CONTINUED VIOLENCE AGAINST TAMILS

The Tamils in the tea plantations (who had been rendered stateless by the 1949 citizenship acts) also became the target of recurrent Sinhala mob violence.
Over the years, the violence against the Plantation Tamils intensified and in the seventies more than 300,000 fled to India.

 

"... It is clear that the subsequent violence in July and August which was directed against Sri Lanka Tamils in the east and south of the country and the Indian Tamil tea estate workers in the central region, was not random. It was stimulated, and in some cases organized, by members of the ruling UNP, among them intimates of the President."
- The Observer, London, 20 September 1981


Two Tamils murdered and thrown in a ditch (1979)

"A tragedy is taking place in Sri Lanka; the political conflict following upon recent elections, is turning into a racial massacre. It is estimated by reliable sources that between 250 and 300 Tamils have lost their lives."
- Sir John Foster, David Astor, Robert Birley, Louis Blom-Cooper, James Fawcett, Dingle Foot, Michael Scott
London Times
20 September 1977


A voluntary organization (Gandhyam) helped settle some of the affected Tamils in the Tamil homelands.
Dr.
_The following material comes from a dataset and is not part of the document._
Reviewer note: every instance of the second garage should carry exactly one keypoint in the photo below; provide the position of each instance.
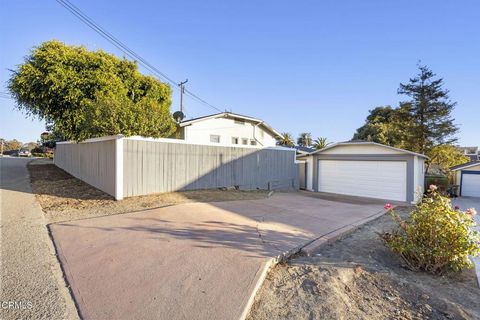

Rajasunderam, President of the Gandhyam movement (2nd right) at a tea plantation.

Dr. Rajasunderam was arrested and killed inside a government prison in 1983

"Amnesty International has itself interviewed one Tamil detainee who survived the killing and has received a sworn statement from another survivor... According to the sworn statement: 'We asked these people as to why they came to kill us. To this they replied that they were given arrack (alcohol) by the prison authorities and they were asked to kill (us)."
- Amnesty International Report
(June 1984)


The Volunteers at the Gandhyam Office

"The Police and the Army.... as many as a thousand at a time have invaded, some landing in helicopters, others driving their cars (it was like ploughing) across the new crops... Harass the settlements... The former plantation coolie...was tied, stuck in the face with fists and hung upside down from the roof beams, face bleeding for hours..."
(David Selbourne; Illustrated Weekly of India)


A newly settled plantation Tamil at a Gandhyam Farm

The Gandhyam farms (notably the Dollar & Kent farms) were taken over by the government to settle Sinhala colonizers.